Today’s New York Times reports on what seems to be the thought from some Virginia Democrats that they nominated the wrong candidate:
WASHINGTON — When State Senator R. Creigh Deeds defeated Terry McAuliffe, the former Democratic Party chairman and confidante of Bill and Hillary Rodham Clinton, to be the Democratic nominee for governor of Virginia, the argument among many Democrats was that Mr. Deeds — an easy-going, moderate Democrat from rural Virginia — would be the stronger candidate in a general election.
But with this closely-watched election less than a month away, and Mr. Deeds struggling against Robert McDonnell, the Republican former attorney general, it is hard not to forgive some Virginia Democrats for thinking that they might have been better off with Mr. McAuliffe at the top of the ticket. This is no small thing since a defeat for Democrats in Virginia would be a decided setback for this White House, particularly after President Obama became the first Democratic presidential candidate to win the state last year since 1964. Democrats have held the Virginia governor’s seat for eight years.
The most recent Washington Post poll showed Mr. McDonnell leading Mr. Deeds by a 53 percent to 44 percent margin; while there is certainly time for Mr. Deeds to turn things around, his prospects right now appear weak, reflected by the fact that he can not even get Mr. Obama to agree to come campaign for him in the state.
“I don’t think there’s any doubt that in terms of campaign skills and ability to go toe-to-toe — both with McDonnell and national Republicans who have spent considerable resources on this race — McAuliffe has more experience and more skills,” said Robert D. Holsworth, a Virginia political analyst. “McAuliffe always had the big advantages and big liabilities. But those advantages would have been considerable in the race that this turned out to be.”

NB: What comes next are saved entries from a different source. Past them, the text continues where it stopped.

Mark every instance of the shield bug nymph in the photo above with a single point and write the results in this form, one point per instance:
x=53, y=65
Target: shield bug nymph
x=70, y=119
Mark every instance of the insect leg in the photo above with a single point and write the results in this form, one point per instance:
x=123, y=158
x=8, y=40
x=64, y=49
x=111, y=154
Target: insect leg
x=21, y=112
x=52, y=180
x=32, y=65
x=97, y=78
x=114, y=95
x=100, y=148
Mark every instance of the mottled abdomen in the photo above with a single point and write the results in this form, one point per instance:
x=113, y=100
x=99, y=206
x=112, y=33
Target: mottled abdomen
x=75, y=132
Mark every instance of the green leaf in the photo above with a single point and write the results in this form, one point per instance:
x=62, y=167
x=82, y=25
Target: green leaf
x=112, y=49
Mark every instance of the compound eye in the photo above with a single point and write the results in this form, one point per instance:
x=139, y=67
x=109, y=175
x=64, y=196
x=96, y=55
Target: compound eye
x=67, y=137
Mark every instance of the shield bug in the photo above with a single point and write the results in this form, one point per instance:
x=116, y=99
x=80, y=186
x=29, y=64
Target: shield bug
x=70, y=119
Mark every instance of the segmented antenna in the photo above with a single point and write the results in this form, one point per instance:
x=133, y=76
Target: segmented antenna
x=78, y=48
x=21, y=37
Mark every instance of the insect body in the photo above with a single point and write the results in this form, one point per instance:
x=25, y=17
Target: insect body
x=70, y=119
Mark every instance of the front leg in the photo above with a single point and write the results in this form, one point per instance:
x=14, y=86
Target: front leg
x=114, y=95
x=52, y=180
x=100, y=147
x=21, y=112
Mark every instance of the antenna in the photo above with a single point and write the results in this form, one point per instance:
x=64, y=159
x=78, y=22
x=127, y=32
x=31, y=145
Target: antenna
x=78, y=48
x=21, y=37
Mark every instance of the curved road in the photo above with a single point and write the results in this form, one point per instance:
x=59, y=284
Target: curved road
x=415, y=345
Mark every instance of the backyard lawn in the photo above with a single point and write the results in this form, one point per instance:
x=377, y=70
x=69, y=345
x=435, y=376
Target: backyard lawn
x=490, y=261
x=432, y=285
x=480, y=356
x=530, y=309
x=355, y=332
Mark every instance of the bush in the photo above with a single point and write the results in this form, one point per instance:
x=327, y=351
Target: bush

[B]ased at least on his own performance as a candidate in the three-way Virginia Democratic primary — not to mention his years as a television and campaign surrogate for the Clintons — Mr. McAuliffe might well have had a decided advantage over Mr. Deeds in money and campaign skills, a view expressed by Democrats and Republicans alike.
Consider this: Perhaps the single most politically devastating moment for Mr. Deeds was when he gave a halting and fumbling answer, in a cluster of reporters and television cameras, about whether he would raise taxes to pay for repairing the state’s transportation system. Republicans have used clips from it to produce two of the most devastating advertisements of the campaign, raising questions at once about his views on taxes and his basic candor.

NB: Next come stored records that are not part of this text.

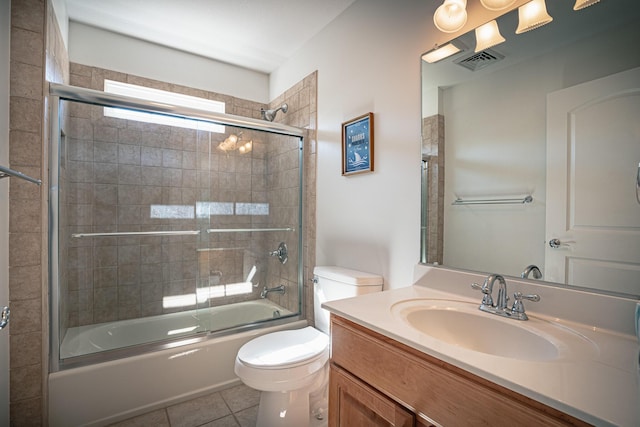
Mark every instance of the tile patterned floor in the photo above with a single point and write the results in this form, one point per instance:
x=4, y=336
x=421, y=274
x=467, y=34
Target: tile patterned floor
x=233, y=407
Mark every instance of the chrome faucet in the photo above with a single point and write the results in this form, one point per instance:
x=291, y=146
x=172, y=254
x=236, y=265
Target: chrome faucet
x=278, y=290
x=531, y=269
x=501, y=307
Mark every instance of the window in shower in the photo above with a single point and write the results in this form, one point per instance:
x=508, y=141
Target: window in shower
x=164, y=235
x=166, y=98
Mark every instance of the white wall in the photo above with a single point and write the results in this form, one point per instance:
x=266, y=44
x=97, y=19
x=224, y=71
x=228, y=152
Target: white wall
x=60, y=9
x=96, y=47
x=495, y=131
x=368, y=59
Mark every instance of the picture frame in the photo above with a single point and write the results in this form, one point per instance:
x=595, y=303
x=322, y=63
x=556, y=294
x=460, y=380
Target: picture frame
x=357, y=145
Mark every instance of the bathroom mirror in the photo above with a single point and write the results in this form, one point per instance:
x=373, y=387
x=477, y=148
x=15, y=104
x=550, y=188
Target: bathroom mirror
x=485, y=138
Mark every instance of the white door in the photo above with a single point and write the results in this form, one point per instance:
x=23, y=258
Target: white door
x=593, y=205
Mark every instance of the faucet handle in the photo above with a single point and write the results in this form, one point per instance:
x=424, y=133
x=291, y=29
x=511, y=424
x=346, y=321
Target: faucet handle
x=518, y=306
x=486, y=298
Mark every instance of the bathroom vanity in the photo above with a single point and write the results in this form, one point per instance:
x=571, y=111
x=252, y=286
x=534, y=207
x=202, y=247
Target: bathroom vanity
x=370, y=373
x=390, y=368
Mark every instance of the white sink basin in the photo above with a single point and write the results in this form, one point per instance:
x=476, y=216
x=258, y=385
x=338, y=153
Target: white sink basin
x=461, y=324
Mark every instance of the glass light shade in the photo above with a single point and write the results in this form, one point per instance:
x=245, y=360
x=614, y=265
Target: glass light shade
x=532, y=15
x=451, y=16
x=488, y=35
x=496, y=4
x=581, y=4
x=440, y=53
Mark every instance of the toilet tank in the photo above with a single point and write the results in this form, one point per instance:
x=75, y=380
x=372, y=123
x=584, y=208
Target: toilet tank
x=333, y=283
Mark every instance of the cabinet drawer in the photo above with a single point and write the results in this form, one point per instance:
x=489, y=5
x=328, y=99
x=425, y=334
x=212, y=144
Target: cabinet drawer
x=433, y=388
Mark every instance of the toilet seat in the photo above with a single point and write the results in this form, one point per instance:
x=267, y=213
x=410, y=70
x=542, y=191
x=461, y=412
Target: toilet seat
x=285, y=349
x=284, y=360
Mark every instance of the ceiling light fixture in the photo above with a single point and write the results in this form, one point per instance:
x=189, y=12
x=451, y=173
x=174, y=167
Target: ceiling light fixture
x=532, y=15
x=581, y=4
x=451, y=15
x=488, y=35
x=497, y=4
x=439, y=53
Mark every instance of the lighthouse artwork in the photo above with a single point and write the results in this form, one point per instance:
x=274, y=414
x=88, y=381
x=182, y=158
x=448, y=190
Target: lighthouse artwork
x=357, y=145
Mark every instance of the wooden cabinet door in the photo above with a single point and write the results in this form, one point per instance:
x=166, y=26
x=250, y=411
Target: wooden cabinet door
x=353, y=403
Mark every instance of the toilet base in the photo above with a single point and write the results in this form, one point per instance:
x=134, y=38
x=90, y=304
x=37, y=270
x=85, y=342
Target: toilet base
x=296, y=408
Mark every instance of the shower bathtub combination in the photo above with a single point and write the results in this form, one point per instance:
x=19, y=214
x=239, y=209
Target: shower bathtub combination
x=172, y=244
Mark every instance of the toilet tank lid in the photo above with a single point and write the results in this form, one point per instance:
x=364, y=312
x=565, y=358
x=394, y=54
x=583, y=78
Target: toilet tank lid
x=348, y=276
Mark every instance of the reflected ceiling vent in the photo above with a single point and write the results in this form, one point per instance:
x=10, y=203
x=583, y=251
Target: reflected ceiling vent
x=480, y=60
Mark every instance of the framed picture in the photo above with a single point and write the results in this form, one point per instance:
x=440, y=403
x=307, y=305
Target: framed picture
x=357, y=145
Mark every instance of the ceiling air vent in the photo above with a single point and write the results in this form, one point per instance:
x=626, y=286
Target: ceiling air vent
x=477, y=61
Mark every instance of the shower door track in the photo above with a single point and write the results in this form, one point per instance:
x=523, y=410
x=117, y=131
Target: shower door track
x=96, y=97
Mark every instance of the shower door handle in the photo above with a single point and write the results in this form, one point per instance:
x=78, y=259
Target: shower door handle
x=4, y=317
x=638, y=184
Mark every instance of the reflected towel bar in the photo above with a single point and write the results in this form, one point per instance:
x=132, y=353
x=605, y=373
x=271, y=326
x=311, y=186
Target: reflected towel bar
x=6, y=172
x=527, y=199
x=137, y=233
x=243, y=230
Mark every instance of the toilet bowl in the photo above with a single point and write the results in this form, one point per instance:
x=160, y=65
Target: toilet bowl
x=291, y=368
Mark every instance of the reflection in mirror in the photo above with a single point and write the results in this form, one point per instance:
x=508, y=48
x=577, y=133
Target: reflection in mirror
x=490, y=116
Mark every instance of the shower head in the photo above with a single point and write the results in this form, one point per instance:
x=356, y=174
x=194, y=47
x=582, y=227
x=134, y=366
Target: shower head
x=271, y=114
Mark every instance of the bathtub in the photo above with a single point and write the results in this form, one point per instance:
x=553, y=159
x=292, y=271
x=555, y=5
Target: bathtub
x=107, y=392
x=89, y=339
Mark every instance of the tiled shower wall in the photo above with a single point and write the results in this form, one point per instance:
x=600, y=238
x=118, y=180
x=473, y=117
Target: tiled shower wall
x=117, y=169
x=37, y=54
x=433, y=153
x=37, y=50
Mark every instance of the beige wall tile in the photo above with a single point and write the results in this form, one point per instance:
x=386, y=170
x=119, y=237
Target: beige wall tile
x=26, y=316
x=27, y=47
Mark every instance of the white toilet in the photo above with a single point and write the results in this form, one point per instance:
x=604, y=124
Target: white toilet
x=291, y=368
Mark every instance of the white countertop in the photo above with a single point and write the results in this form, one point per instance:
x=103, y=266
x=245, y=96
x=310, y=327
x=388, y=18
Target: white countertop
x=599, y=383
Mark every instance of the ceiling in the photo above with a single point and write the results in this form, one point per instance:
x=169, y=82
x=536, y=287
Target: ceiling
x=255, y=34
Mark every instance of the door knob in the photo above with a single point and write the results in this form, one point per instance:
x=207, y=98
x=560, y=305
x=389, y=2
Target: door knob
x=4, y=317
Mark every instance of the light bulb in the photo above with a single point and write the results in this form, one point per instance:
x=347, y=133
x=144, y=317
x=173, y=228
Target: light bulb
x=488, y=35
x=532, y=15
x=451, y=16
x=497, y=4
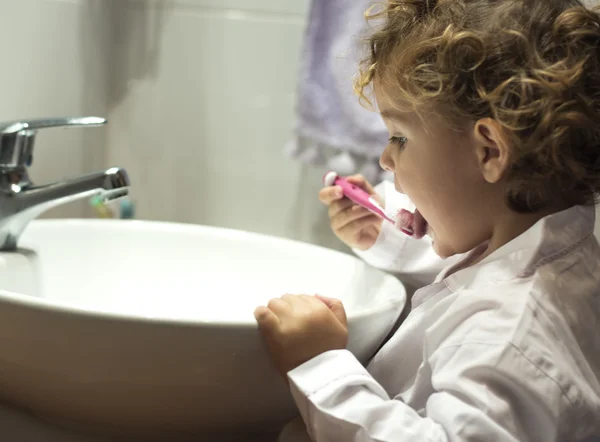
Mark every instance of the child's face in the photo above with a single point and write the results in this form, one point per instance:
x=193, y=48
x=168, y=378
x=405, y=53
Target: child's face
x=440, y=170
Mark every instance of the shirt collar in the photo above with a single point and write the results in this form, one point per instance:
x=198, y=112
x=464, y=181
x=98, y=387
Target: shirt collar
x=550, y=238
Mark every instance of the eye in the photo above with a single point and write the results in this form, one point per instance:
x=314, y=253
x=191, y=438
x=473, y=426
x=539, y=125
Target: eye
x=398, y=141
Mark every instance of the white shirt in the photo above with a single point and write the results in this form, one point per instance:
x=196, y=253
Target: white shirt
x=506, y=350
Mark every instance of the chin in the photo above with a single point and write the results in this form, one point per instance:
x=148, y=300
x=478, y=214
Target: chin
x=441, y=250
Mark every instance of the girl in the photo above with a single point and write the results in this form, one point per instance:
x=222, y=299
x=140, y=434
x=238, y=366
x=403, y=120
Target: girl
x=493, y=110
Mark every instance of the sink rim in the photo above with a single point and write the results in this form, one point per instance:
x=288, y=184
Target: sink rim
x=400, y=298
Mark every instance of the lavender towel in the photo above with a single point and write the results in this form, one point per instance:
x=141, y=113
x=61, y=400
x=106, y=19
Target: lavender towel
x=332, y=127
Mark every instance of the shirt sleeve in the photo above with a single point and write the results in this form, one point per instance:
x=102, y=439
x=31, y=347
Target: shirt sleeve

Mr. McAuliffe was given to his excess. But years of doing television interviews, on forums ranging from “Meet the Press” to scrums of local reporters — first defending the Clintons and than advancing himself and his party — paid off in producing a candidate who was an assured television presence.
Mr. Deeds seemed baffled by the question of whether he would raise taxes to pay for highway repair, one of the most fundamental questions of this campaign. Mr. McAuliffe, ever the student of the Clintons, had spent months evading the question with bland proclamations about having to find a revenue source.

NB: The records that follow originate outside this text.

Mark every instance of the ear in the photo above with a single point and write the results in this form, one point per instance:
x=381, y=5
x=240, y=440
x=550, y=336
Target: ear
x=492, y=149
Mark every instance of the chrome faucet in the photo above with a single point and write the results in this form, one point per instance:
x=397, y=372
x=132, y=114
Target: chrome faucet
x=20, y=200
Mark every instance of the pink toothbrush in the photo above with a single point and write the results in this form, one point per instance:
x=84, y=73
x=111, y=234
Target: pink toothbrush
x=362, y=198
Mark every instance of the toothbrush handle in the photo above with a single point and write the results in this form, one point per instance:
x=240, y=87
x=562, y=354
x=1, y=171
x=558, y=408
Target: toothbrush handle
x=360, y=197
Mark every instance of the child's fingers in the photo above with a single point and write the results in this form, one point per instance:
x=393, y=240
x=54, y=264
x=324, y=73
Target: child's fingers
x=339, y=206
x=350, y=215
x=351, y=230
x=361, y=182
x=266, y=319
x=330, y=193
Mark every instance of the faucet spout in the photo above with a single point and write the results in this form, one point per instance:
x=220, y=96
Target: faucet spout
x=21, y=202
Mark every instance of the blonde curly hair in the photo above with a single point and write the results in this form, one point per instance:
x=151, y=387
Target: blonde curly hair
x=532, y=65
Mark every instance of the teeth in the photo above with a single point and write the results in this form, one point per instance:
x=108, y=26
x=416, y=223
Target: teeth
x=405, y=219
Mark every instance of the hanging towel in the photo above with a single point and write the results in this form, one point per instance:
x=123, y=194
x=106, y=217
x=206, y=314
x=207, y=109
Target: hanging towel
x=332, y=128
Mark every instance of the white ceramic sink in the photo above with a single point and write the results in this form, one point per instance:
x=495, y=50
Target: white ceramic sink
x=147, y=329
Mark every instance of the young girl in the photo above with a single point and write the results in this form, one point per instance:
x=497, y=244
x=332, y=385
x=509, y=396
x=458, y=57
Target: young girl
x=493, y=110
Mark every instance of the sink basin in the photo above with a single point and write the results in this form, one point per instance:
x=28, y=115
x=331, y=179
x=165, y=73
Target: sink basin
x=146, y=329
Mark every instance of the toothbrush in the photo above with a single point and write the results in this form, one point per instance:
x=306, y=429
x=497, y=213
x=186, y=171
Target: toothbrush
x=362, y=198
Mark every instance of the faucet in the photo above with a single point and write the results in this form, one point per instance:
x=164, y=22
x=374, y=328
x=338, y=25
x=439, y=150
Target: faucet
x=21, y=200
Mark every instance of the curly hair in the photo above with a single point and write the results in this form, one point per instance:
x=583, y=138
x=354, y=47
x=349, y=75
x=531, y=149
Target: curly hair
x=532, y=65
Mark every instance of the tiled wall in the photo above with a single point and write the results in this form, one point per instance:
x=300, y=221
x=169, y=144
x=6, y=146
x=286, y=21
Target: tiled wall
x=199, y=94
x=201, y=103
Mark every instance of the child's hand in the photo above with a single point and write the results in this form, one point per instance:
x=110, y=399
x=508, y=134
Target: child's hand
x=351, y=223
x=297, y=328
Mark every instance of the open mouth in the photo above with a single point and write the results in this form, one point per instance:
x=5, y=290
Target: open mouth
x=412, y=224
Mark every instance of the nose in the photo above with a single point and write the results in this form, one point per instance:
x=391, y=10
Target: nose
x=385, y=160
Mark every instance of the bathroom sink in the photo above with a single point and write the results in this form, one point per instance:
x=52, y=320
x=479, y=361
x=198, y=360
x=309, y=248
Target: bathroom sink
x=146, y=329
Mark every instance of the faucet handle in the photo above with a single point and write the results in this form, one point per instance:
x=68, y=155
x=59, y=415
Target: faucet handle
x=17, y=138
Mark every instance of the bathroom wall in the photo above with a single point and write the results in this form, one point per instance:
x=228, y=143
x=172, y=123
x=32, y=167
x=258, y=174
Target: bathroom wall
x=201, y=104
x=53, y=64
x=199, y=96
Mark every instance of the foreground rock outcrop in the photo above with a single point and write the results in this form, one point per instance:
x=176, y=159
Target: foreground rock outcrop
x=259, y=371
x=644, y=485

More than that, Mr. McAuliffe’s central campaign message— that he was a business leader who had created jobs in private enterprise and would do the same for the state — might have worked well in a general election playing out against a backdrop of continued job losses. Mr. McDonnell pretty much embraced it immediately after the primary, a period in which Mr. Deeds went dark to concentrate on fundraising and figuring out a campaign message.
Of course, you can’t prove what might have happened in a situation like this. The McDonnell campaign would have undoubtably tired to paint McAuliffe as a carpetbagger who has closer ties to Washington, D.C. than Virginia, and his association with the Clinton Administration would have also been an issue as well. Furthermore, the image of McAuliffe as an able campaigner must surely be diminished by the fact that he wasn’t able to beat Deeds and Moran in a primary race and didn’t even put together a strong enough GOTV effort in what was supposed to be his strongest part of the state.
At the same time, though, it’s clear that a good portion of the problems that Deeds is facing are related, directly or indirectly, to his own problems as a candidate. With someone else at the top of the ticket — and for some reason the Times article doesn’t discuss Brian Moran at all — they would probably have been much more competitive.